Basal cell carcinoma is a type of skin cancer. Basal cell carcinoma begins in the basal cells — a type of cell within the skin that produces new skin cells as old ones die off.
Basal cell carcinoma often appears as a waxy bump, though it can take other forms. Basal cell carcinoma occurs most often on areas of the skin that are often exposed to the sun, such as your face and neck.
Most basal cell carcinomas are thought to be caused by long-term exposure to ultraviolet (UV) radiation from sunlight. Avoiding the sun and using sunscreen may help protect against basal cell carcinoma.
Basal cell carcinomas usually develop on sun-exposed parts of your body, especially your head and neck. A much smaller number occur on the trunk and legs. Yet basal cell carcinomas can also occur on parts of your body that are rarely exposed to sunlight.

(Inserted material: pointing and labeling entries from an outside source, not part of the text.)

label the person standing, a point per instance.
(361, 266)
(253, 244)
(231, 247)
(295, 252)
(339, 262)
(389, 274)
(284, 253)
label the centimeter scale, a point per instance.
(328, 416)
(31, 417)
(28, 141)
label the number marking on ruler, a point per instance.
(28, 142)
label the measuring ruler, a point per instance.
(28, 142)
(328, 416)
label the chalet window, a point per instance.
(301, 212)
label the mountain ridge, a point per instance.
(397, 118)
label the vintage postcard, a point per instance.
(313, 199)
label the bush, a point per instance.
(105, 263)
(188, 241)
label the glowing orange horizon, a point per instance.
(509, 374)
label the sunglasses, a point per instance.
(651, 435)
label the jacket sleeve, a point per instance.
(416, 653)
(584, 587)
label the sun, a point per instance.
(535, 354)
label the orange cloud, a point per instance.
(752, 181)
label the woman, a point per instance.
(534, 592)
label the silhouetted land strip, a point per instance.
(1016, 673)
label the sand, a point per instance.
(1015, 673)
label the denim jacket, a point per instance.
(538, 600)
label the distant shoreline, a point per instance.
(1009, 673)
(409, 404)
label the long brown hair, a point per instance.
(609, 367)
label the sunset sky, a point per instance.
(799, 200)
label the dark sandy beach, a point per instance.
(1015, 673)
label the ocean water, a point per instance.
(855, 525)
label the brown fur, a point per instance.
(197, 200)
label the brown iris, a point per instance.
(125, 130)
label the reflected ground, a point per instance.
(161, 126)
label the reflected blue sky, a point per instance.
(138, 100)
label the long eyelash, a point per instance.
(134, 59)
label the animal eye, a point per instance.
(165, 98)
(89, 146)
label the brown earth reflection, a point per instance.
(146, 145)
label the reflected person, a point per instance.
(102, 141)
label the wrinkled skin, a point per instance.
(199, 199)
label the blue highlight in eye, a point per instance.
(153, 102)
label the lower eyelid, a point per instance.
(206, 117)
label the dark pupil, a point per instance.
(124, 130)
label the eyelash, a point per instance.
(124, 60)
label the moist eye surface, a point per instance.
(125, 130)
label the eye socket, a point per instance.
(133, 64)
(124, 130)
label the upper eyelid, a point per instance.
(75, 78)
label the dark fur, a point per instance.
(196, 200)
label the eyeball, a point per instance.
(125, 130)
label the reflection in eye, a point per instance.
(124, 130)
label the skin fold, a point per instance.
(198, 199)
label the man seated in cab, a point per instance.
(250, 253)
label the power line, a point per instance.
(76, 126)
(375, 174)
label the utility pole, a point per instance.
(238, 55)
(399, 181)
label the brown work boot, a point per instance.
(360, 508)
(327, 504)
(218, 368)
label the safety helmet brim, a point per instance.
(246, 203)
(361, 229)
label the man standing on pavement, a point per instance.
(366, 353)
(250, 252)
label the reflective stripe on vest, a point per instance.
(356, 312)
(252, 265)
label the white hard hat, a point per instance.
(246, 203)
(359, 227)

Although a general warning sign of skin cancer is a sore that won’t heal or that repeatedly bleeds and scabs over, basal cell cancer may also appear as:
- A pearly white or waxy bump, often with visible blood vessels, on your face, ears or neck. The bump may bleed and develop a crust. In darker skinned people, this type of cancer may be brown or black.
- A flat, scaly, brown or flesh-coloured patch on your back or chest. Over time, these patches can grow quite large.
- More rarely, a white, waxy scar. This type of basal cell carcinoma is easy to overlook, but it may be a sign of a particularly invasive and disfiguring cancer called morpheaform basal cell carcinoma.